HIPAA settlement brings small covered entities into play

If you think HIPAA enforcements only happen to the "big guys" among healthcare providers, think again. The Department of Health & Human Services announced on Jan. 2 a financial settlement for a HIPAA breach involving fewer than 500 patients.

Hospice of North Idaho (HONI) will pay HHS $50,000 to settle potential HIPAA violations stemming from a 2010 incident, HHS officials said.
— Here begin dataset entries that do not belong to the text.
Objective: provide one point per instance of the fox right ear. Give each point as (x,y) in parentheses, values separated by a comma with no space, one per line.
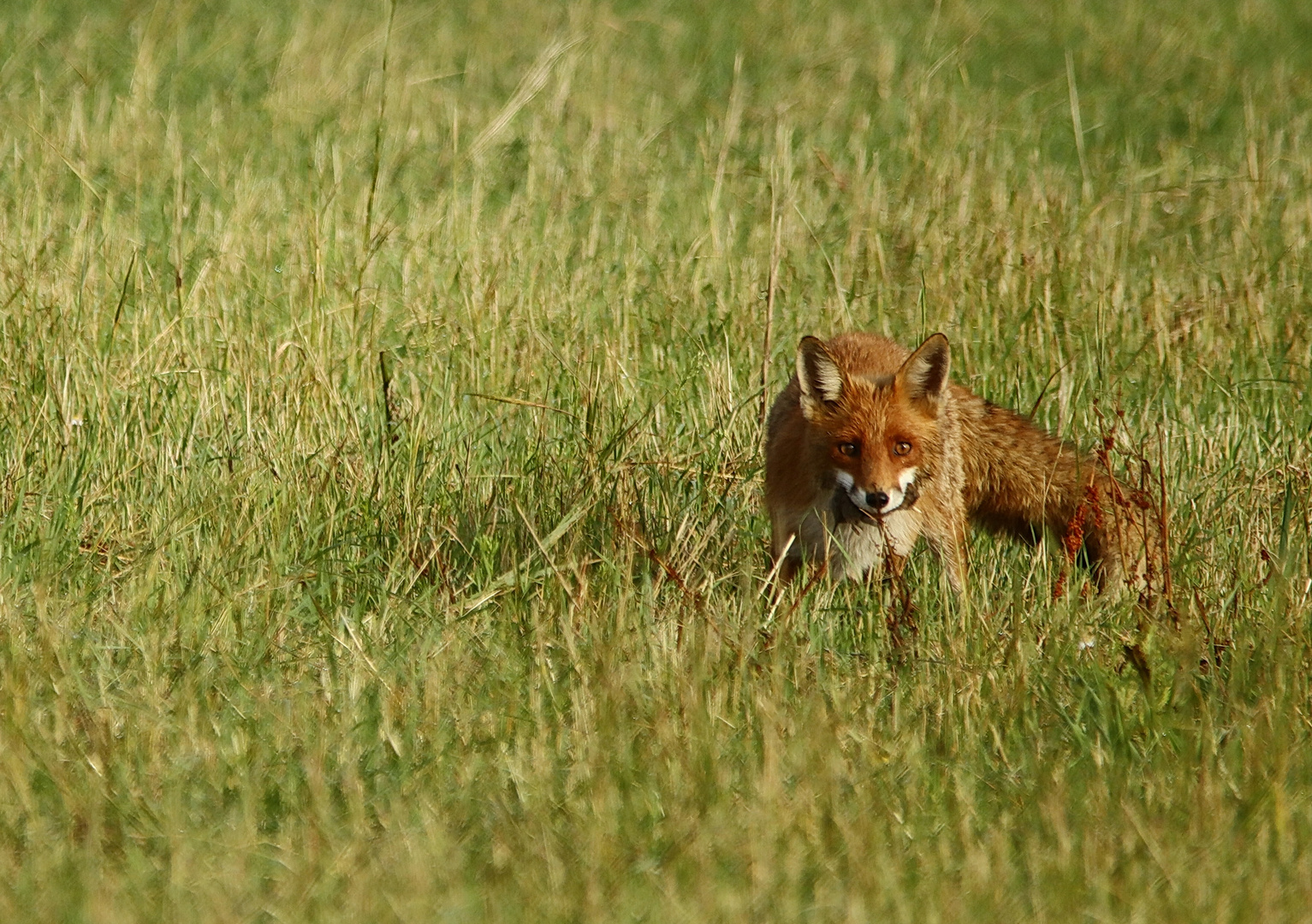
(819,376)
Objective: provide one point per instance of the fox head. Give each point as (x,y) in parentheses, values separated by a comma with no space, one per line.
(879,433)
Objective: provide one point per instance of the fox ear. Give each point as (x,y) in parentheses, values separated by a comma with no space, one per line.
(819,376)
(923,375)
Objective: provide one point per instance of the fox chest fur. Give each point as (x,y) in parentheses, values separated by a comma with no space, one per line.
(864,456)
(871,446)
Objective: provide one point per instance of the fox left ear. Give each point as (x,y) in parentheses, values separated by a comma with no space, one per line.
(923,375)
(819,376)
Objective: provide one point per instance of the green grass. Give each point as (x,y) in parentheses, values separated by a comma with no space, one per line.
(297,624)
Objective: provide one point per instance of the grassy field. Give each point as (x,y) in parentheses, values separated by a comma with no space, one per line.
(381,388)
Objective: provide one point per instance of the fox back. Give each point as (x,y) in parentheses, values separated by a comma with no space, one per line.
(870,446)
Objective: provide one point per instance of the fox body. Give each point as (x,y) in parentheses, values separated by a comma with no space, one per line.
(871,446)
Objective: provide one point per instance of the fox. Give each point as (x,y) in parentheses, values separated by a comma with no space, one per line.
(871,446)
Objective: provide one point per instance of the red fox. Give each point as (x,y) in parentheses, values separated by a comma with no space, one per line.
(871,446)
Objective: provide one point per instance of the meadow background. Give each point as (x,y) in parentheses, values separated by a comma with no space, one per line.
(379,460)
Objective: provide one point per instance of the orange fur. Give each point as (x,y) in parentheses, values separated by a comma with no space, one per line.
(871,446)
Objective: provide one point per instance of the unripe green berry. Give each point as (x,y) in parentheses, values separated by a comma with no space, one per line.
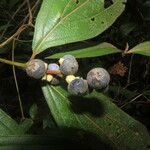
(98,78)
(78,87)
(36,68)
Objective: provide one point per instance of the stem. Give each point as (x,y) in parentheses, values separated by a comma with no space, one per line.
(13,63)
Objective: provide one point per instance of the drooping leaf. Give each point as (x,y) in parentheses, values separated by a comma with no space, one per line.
(94,51)
(142,48)
(67,21)
(8,126)
(97,114)
(57,141)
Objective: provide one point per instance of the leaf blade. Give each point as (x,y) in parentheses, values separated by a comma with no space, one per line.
(110,127)
(142,48)
(94,51)
(61,26)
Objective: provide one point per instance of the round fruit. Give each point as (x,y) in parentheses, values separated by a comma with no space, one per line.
(98,78)
(78,87)
(36,68)
(69,66)
(70,57)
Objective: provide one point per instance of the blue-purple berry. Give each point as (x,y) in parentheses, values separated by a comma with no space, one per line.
(69,66)
(36,68)
(78,87)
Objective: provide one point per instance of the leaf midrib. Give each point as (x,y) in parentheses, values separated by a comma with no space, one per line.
(59,22)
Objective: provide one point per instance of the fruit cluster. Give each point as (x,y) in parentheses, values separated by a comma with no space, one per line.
(97,78)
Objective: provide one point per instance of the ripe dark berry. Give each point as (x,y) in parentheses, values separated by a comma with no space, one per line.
(78,87)
(69,66)
(98,78)
(36,68)
(69,57)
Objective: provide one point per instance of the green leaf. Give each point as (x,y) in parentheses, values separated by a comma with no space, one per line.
(96,114)
(25,125)
(142,48)
(94,51)
(67,21)
(38,142)
(8,126)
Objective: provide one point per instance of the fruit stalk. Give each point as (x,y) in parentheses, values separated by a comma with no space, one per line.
(17,64)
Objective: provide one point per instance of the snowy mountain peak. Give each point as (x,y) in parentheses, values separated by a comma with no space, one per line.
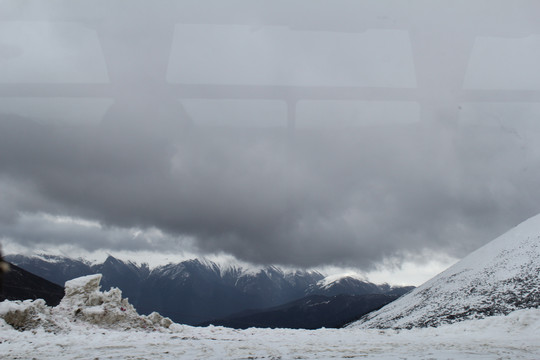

After an unencrypted company laptop containing the electronic protected health information (ePHI) of 441 patients had been stolen in June 2010, officials at the HHS Office for Civil Rights (OCR) began its investigation and found that HONI had not conducted adequate risk analysis to safeguard patient ePHI. 

“This action sends a strong message to the healthcare industry that, regardless of size, covered entities must take action and will be held accountable for safeguarding their patients’ health information,” said OCR Director Leon Rodriguez. “Encryption is an easy method for making lost information unusable, unreadable and undecipherable.”

HONI officials claim, however, that following its report to HHS, the group did develop a risk-assessment plan. According to a HONI press release, the group responded by encrypting all laptops, enhancing password protection, and offered HIPAA privacy and security training for staff. 

HONI also did not have in place policies or procedures to address mobile device security as required by the HIPAA Security Rule, according to OCR officials. Since the June 2010 theft, HONI has taken extensive additional steps to improve its HIPAA privacy and security compliance program. Because these steps were taken, HONI officials will pay a settlement amount significantly less that the penalties originally imposed.

“The theft of the laptop was out of our hands, but the measures we have taken since then to ensure the security and privacy of our patients’ information have been numerous,” said Brenda Wild, board president at HONI. “We take this incident very seriously.”

The Health Information Technology for Economic and Clinical Health Breach Notification Rule requires covered entities to report an impermissible use or disclosure of protected health information, or a breach of 500 individuals or more to the Secretary of HHS and the media within 60 days after the discovery of the breach. Smaller breaches affecting fewer than 500 individuals must be reported to the Secretary on an annual basis.